Excuso decirles la cantidad de peripecias y anécdotas inconfesables que brotaron cual amapola en primavera en los siguientes sesenta minutos (ríanse ustedes de Tómbolas, salsas rosas y sucedáneos), ahí se escucharon edificantes diálogos como "Señor profesor, yo sé que Jorgito,Tomás y Jeremías se masturbaron el otro día en unos matorrales del parque de la Ciutadella" "¿Cómoooo? ¿Que yo me masturbé? ¡Pero si yo nunca he estado en ese parque!! Y además, tú que sabes tanto, ¿por qué no le cuentas al profe que te la cascaste en la piscina??" (Huelga comentar que tras escuchar tan desgarrador testimonio, las clases de natación nunca volvieron a ser lo mismo para toda una generación, que quedó condenada de por vida a exhibir una inconfundible mueca de repulsión cada vez que iniciaba su salto desde el trampolín). También salió a la palestra otro sector que se masturbaba en la sala de informática y se limpiaba con la funda del teclado... Lo que hubiera disfrutado Almodóvar con un guión así.
Cuando a un servidor de ustedes le tocó ser objeto del interrogatorio tutorial respondió: "Yo no he visto a nadie masturbándose" Acto seguido el profe inquirió "¿Y tú te masturbas?" Quien esto suscribe, presa del miedo insuperable, respondió: "Bueno, ahora que lo dice, quizá alguna vez sssí, p-p-pero en mi ca-ca-casa ¿eh?". VIVA Y BRAVO.
Pero pudimos extraer algunas valiosas enseñanzas de aquella inolvidable tarde, puesto que entre esas cuatro paredes se manifestaron en todo su fulgor las diferentes tipologías de personalidades que conforman todo grupo humano que se precie.
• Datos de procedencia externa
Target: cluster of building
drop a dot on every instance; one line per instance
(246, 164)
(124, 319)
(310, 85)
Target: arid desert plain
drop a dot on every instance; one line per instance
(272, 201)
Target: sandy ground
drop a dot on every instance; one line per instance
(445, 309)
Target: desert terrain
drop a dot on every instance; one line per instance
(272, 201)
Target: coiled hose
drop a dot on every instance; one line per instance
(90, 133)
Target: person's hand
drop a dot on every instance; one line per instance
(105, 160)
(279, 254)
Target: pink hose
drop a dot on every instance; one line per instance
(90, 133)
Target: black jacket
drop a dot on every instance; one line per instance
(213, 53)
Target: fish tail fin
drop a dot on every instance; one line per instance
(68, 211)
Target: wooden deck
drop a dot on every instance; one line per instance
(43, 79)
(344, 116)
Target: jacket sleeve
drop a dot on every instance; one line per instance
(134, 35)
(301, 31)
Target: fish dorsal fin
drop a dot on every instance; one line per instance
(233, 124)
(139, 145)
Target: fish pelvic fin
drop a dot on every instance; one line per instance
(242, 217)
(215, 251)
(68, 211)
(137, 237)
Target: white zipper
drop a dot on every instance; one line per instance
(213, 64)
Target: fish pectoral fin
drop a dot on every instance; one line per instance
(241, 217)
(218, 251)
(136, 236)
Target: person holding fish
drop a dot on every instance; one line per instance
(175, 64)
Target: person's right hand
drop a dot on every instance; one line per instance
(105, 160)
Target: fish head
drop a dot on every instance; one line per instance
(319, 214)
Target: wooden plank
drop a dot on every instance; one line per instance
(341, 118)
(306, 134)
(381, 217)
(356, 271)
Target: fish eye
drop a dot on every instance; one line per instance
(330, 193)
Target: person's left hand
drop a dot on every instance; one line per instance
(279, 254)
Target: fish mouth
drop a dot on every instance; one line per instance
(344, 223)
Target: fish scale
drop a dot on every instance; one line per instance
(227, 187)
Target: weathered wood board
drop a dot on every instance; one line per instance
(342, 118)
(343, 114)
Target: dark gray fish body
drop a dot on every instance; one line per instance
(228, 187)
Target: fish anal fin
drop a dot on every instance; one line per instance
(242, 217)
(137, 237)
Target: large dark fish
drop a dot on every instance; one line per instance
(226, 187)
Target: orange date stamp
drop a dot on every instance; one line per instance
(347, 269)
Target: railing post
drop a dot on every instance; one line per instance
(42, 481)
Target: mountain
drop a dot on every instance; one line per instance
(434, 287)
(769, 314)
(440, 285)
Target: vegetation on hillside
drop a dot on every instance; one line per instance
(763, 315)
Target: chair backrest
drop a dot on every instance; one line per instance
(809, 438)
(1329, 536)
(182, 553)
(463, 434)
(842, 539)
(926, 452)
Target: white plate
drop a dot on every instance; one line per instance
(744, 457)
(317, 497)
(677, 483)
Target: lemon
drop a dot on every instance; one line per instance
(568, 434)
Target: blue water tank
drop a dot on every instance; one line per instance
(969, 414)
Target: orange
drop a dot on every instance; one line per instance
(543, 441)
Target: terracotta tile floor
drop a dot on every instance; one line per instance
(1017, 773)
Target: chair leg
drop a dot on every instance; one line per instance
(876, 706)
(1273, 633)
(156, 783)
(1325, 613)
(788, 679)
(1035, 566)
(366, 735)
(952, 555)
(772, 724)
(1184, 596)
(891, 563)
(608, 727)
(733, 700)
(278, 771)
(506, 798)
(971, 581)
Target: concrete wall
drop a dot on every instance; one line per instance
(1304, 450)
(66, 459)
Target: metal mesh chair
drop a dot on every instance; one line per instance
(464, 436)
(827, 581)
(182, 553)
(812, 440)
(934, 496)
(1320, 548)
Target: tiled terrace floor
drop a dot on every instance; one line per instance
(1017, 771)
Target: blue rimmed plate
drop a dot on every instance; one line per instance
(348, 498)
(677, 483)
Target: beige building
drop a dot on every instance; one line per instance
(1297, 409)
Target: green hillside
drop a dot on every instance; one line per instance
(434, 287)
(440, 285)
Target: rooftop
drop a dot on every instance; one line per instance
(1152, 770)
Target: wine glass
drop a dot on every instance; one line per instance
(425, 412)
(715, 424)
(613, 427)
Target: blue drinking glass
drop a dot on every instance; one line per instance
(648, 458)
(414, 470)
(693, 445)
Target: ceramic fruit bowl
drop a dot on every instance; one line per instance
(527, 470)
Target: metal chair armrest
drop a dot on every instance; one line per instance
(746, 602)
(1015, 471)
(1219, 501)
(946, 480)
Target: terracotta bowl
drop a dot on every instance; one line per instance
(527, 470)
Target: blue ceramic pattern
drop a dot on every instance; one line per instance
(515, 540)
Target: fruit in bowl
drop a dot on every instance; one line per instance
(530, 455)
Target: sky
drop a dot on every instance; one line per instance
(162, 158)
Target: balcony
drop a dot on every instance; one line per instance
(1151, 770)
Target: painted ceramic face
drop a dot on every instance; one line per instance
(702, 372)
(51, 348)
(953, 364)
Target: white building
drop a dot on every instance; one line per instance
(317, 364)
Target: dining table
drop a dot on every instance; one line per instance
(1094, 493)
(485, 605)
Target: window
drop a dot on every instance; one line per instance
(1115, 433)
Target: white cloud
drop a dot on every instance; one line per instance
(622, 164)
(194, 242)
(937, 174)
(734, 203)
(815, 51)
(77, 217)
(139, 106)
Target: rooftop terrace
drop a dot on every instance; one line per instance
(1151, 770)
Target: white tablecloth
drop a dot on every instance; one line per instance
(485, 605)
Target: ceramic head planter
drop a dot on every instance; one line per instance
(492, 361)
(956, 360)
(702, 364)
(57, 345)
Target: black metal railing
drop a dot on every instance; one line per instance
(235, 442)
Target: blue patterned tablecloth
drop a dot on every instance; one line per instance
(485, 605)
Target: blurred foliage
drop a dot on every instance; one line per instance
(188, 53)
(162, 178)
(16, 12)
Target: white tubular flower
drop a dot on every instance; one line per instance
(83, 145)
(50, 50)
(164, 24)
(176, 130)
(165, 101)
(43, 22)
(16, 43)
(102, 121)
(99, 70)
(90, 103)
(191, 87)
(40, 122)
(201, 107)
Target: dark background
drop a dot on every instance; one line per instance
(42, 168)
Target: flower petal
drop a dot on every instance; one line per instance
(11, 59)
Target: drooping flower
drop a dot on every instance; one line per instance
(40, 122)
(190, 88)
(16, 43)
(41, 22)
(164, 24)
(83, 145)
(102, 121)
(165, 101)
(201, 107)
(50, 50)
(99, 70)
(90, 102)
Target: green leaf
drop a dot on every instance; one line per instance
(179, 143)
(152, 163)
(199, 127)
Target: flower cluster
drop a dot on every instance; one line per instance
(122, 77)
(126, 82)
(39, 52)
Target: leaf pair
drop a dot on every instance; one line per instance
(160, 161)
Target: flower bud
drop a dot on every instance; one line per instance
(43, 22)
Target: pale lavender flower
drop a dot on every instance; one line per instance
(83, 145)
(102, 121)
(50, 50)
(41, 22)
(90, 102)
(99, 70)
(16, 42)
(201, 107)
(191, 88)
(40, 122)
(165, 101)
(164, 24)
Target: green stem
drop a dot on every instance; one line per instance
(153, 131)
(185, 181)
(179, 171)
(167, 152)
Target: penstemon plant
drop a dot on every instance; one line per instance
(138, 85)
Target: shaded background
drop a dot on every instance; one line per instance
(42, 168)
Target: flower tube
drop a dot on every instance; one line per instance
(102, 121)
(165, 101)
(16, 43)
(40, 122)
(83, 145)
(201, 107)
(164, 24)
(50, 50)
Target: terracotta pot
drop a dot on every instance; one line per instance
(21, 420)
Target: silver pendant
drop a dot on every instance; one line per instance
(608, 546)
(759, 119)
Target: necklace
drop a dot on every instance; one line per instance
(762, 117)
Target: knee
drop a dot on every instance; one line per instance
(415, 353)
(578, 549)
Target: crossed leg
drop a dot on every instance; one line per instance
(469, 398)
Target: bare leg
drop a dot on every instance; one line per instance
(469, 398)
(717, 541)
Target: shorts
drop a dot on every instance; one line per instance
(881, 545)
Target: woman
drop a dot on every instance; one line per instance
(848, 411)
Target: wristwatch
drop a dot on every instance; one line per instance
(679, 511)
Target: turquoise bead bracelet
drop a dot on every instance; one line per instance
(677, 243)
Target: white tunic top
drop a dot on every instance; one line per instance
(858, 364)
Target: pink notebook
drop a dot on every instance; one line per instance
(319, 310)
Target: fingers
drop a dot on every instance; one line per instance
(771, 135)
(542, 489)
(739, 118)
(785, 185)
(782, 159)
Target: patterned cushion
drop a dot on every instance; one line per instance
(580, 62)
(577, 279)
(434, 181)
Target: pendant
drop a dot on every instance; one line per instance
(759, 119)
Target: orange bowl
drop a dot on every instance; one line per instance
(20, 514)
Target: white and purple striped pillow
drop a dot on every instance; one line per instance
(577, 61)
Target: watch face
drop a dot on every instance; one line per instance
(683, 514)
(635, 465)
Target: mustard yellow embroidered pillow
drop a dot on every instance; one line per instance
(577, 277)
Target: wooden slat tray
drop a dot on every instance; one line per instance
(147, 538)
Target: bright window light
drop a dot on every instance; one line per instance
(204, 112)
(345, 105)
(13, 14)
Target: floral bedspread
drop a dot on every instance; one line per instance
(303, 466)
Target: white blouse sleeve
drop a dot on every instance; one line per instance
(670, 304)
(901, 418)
Seguramente a usted, amigo lector, le haya producido un gran asco la imagen de un adolescente cometiendo el pecadillo de Onán en plena Ciutadella, pero le puedo asegurar que a mí me repelió mucho más observar a una píara de "compañeros" vendidos al poder y huérfanos de todo código de honor que se dedicaron, cual incipientes reporteros de "Aquí hay tomate" a difundir la vida sexual de sus congéneres invadiendo sin ningún pudor su más sagrada intimidad, obviando que la Ciutadella es de todos, y olvidándose de que los hombres con dignidad no airean bajo ningún concepto los trapos sucios de sus compañeros (nunca mejor dicho).
Tras escuchar y analizar pormenorizadamente tan dantesco debate, nuestro tutor procedió a hacer públicas sus conclusiones sobre todo lo visto y oído, y para finalizar nos obsequió con una sensata y brillante reflexión acerca de la mezquindad y el empobrecimiento moral que las prácticas onanistas producían en nuestras perdidas almas, les puedo garantizar que sus argumentos fueron coherentes y cabales donde los haya. Su única frase fue: "Bueno ¡Lo único que os voy a decir es que como me entere de que alguien se masturba, le arranco la cabeza de un guantazo!! ¡Hala, hasta el lunes!!". Y salimos todos a la carrera de la clase batiendo todas las plusmarcas olímpicas habidas y por haber.
Sólo me resta decirle al señor taxista que no puedo dejar de compadecer la mala fortuna que tuvo su generación al no poder disfrutar como nosotros de una educación sexual correcta, sana y sin prejuicios.